EDITORIAL: Save the Chure
The extraction of sand and stones from the rivers is particularly disturbing in the wake of the heavy construction activities in Nepal and India
The Chure hills that rise just above the Tarai along the foothills of the Himalaya are the lifeline of the people of the southern plains. Spanning 33 districts east to west, the Chure, or Siwalik, is a rich repository of watersheds and other resources, namely forests and sand, stones and boulders. With 60 per cent of it still under forest cover and a rich biodiversity, it is the prime source of Nepal’s hardwoods, such as the sal. However, the Chure, being the youngest mountain of the world, is fragile and prone to severe erosion and landslides as it witnesses heavy rainfall during the monsoon. The vulnerability of this ecosystem is further aggravated by human encroachment, clearing of forests for cultivation, illegal logging for timber products, overgrazing and extraction of sand, stones and boulders from the rivers. This brazen exploitation of the Chure, which is the water reserve of the Tarai, poses a big threat to the country’s granary, putting the country’s economy and integrity at risk. Thus the government’s master plan for the conservation of the Chure region is both welcome and timely. The government is to allocate US$ 48 million, received from the Climate Change Fund, to address the problems facing the Chure region and issues of climate change in Madhes and the Tarai.
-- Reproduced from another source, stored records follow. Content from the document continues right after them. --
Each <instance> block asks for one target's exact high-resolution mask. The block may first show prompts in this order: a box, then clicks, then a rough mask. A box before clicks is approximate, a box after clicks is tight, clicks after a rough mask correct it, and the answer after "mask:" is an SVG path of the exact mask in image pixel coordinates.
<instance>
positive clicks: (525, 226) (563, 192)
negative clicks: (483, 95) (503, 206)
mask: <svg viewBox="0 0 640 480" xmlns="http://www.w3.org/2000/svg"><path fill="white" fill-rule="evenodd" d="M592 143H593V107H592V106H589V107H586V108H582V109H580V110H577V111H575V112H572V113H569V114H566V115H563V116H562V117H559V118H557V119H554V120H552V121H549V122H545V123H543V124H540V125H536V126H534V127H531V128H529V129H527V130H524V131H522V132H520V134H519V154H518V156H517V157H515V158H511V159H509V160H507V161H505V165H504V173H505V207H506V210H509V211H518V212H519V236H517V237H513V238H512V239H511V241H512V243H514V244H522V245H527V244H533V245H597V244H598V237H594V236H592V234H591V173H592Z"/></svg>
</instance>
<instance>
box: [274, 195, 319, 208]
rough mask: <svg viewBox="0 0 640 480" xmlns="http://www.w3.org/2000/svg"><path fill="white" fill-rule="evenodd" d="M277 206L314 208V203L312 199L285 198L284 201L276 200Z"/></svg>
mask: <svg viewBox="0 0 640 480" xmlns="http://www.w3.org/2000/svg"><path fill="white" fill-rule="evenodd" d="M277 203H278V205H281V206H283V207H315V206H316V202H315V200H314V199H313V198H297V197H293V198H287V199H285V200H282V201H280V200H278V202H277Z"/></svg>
Actually, in view of the Chure’s social and ecological significance, the government had placed emphasis on its conservation starting in 1970. And in 2009, the Rastrapati Chure Conservation Programme was launched, a year after Dr Ram Baran Yadav became the first president of republican Nepal, to identify the problems, challenges and issues facing its conservation, and propose an effective plan of action. However, the exploitation of Chure’s resources – gravel, sand, timber and limestone – has only surged at an alarming rate. Due to the deforestation and environmental degradation, the Chure is losing sediment, which is carried downstream by the rivers. The excavation and extraction of sand and stones from the rivers are particularly disturbing in the wake of the heavy construction activities in Nepal and India. It is estimated that every year 6.5 million cubic metres of gravel, sand and stones are mined legally in the region while illegal mining of these resources is double the figure. Such haphazard mining for sand and gravel from the rivers has exposed settlements in the Tarai to flash floods, leading to loss of life and property.
The conservation of the Chure deserves utmost seriousness as it together with the Tarai is home to 60 per cent of the country’s population. There is little awareness among the local communities about the impact of haphazard exploitation of natural resources, hence little attention is paid to sustainable approaches. Thus the government’s plan to provide skill training and establish micro-enterprises to improve the livelihood of the people of the region to wean them off the natural resources is praiseworthy. The success of the master plan for the Chure will, however, hinge on how effectively the government can put an end to the political protection being provided at multiple levels to the unscrupulous businesses exploiting the natural resources.
Manage waste wisely
There are 293 municipalities in the country, of which six are metropolises and 11 sub-metropolises. But none of them have a proper waste management system. Although the government declared new municipalities based on certain criteria, such as population size and sources of income, it did not make it mandatory to have a provision of waste management. Most of them dump the waste from the urban centres either on the river banks or in the forests without having a recycling plant.
Triyuga Municipality is also one of the urban centres that lacks a proper waste management scheme. It has been dumping garbage on the banks of the Triyuga River for over two decades, causing pollution of the river water and surrounding settlements. Outbreaks of contagious diseases cannot be ruled out if proper attention is not paid to managing the waste collected from the city areas. If the waste products are well-managed, it will not only generate income opportunities at the local level, but also help keep the local environment clean. All the municipalities should introduce modern technology to better manage the waste products that can also be converted into a good source of energy.